Kwajalein land was also used to provide a temporary home for the Bikini community who
were evacuated from their atoll. In 1964, when the missile testing program was taking shape,
the Marshallese communities living in the Mid-Corridor islands were also evacuated forcibly
and settled in Ebeye.
The forced uprooting of the Kwajalein Atoll landowners community in totality and using
their land for military purposes had two major types of adverse impact on the landowners
for which they are seeking fair and just compensation. The first type of adverse impact arose
as a result of their being uprooted from their lands and houses. The first and immediate
consequence under this category was the loss of lands and lagoon as the sources of
landowner livelihood. The second major consequence was that the landowners had to learn
to live under a completely alien form of livelihood in a cash economy. The third
consequence was the physical hardship in Ebeye which was a tiny island into which
thousands of people got crammed in. These hardships were due to lack of good housing,
inadequate water and sanitation inadequate electricity inadequate health facilities, inadequate
schools and loss of freedom. The second type of adverse impact was due to the fact their
lands and lagoon were being used for a new purpose. The missile program in addition to
attracting people from the rest of RMI to the already crowded Ebeye also results in
environmental damage and risks to the health and lives of Marshallese people.

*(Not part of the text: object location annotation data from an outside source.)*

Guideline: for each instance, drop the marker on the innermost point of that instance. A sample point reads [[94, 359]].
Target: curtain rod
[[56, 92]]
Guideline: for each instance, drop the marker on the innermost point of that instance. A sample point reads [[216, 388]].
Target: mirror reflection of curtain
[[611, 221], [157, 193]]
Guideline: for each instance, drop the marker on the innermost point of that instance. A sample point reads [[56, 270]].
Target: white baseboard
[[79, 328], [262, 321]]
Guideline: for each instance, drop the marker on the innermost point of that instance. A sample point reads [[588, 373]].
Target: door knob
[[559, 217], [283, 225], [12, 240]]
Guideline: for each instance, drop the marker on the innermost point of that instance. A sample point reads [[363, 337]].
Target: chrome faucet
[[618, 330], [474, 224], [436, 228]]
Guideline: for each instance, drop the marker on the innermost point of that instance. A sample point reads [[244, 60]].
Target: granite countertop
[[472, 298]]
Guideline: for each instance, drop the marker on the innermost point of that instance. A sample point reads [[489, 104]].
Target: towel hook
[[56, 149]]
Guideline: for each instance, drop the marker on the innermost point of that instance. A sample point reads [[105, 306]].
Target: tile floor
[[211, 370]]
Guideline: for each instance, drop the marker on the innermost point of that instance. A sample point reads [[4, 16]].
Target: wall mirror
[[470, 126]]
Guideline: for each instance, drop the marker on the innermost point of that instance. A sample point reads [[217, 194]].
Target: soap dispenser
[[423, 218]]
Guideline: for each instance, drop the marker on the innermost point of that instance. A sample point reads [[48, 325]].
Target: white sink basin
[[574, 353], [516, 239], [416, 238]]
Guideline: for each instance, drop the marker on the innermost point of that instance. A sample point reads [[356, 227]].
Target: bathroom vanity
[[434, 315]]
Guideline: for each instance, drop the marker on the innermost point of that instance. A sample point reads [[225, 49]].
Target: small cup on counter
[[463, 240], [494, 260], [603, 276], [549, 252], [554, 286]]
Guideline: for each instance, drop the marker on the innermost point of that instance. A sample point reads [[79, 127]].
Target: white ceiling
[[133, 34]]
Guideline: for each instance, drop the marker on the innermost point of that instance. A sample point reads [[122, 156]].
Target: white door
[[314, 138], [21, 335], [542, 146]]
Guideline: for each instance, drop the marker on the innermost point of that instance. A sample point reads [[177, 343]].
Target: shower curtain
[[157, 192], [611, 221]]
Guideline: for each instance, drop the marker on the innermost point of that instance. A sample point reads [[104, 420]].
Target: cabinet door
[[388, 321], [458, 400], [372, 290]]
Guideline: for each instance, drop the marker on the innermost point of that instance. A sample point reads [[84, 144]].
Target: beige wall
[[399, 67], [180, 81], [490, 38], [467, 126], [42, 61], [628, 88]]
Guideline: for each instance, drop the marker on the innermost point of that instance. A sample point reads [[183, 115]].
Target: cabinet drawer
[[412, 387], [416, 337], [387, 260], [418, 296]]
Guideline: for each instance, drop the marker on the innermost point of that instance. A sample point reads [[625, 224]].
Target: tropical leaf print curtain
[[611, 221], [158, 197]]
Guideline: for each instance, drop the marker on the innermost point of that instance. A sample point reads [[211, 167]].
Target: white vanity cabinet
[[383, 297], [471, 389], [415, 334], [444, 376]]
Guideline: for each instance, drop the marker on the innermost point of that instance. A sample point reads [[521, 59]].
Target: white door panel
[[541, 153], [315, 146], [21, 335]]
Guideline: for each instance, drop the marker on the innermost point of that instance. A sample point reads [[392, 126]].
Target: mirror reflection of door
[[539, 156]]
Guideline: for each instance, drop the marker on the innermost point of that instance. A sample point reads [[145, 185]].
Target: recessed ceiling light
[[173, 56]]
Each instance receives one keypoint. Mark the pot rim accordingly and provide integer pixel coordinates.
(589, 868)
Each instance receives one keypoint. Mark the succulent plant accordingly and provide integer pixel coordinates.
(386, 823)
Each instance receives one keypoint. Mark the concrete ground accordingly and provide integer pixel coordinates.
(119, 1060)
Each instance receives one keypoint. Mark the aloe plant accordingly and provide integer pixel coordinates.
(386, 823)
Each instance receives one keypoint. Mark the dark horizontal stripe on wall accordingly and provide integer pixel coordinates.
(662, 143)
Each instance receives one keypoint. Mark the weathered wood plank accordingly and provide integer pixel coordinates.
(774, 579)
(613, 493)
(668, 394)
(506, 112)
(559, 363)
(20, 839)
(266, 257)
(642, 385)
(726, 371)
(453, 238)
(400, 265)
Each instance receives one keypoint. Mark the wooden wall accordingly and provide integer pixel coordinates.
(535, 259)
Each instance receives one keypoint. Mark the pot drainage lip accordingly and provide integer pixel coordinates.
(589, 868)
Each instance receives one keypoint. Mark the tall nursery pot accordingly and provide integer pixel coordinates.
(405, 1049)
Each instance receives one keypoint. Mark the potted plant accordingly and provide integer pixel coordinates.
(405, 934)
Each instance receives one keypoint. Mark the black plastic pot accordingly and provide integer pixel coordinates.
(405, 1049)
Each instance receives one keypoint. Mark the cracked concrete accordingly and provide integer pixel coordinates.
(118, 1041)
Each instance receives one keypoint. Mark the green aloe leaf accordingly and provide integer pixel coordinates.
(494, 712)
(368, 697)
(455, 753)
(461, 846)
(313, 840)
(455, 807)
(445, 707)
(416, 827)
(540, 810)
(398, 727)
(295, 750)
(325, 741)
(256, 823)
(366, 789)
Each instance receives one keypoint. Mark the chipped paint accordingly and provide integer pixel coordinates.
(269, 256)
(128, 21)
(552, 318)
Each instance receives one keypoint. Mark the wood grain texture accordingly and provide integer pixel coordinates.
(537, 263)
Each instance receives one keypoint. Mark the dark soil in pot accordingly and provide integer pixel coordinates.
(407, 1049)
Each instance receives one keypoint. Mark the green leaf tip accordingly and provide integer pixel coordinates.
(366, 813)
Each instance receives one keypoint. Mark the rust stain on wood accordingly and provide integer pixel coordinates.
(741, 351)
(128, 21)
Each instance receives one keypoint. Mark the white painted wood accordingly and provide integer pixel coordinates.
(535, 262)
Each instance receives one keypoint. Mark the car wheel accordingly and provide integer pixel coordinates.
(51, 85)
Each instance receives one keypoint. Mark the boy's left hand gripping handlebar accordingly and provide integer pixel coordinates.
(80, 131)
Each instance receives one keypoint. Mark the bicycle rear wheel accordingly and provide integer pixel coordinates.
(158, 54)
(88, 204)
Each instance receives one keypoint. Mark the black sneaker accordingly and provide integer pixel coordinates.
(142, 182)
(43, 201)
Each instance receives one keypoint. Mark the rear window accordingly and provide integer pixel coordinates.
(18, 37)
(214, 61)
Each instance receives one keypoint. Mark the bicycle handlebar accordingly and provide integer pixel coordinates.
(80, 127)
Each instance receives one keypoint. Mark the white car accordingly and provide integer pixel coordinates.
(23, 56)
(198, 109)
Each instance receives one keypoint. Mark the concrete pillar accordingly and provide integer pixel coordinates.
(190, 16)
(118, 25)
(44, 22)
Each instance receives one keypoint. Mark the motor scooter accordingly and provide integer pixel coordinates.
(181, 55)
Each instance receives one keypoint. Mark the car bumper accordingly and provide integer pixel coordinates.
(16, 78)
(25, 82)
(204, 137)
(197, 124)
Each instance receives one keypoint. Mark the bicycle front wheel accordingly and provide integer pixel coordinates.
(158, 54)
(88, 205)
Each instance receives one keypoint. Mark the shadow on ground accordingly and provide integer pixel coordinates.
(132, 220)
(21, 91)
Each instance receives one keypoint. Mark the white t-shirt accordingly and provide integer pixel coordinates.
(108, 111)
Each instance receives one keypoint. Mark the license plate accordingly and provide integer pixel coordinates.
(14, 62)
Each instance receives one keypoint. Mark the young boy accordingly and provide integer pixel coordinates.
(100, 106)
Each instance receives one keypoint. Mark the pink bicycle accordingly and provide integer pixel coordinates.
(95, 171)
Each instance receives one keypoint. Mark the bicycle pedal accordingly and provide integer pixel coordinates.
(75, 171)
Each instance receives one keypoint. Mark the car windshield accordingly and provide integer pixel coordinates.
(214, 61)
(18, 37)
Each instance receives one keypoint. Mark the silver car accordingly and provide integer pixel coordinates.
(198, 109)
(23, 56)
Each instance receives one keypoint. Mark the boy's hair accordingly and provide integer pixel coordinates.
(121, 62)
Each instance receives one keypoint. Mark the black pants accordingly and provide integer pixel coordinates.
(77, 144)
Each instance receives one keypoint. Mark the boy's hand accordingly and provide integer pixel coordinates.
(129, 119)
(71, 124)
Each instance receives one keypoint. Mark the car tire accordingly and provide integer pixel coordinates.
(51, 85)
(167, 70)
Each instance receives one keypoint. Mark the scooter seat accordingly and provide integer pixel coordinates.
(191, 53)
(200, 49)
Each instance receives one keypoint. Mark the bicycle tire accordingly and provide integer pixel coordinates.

2. a. A fair land rent: What is it?
First let us look at the suffering imposed on the landowners because they were forced out of
their lands. The most damaging consequence of this evacuation was that the landowners lost
their means of livelihood. For thousands of years the landowners made their livelihood from
their land and the lagoon. After their evacuation this was no longer possible. They were not
given an adequate compensation for their loss. They are seeking this now because half a
century of struggle has failed to bring justice to their legitimate cause.
After 1964 the landowners have been paid some compensation from time to time after
much pain and suffering which have included sail-ins and other forms of campaign which
also resulted in various painful consequences. The 1986 Compact provided a form of
payment which has been grossly inadequate in view of the increase in the cost of living in
Ebeye and in view of the increase in the landowner population. The price level today in
Ebeye is four times higher than what it was in 1986 and the landowner population is four
times higher than what it was in 1986. The payment under the 1986 Compact is so
unsatisfactory that in real terms the per capita land rent payment in 2001 was only 38 percent
of what it was in 1986. In the year 2016 which is the end of the option, it will only be 17
percent of what it was 1986. While on a per capita basis the real value of the land rent is
declining rapidly every year, the value of Kwajalein land to the U.S. either remains the same
or continues to rise.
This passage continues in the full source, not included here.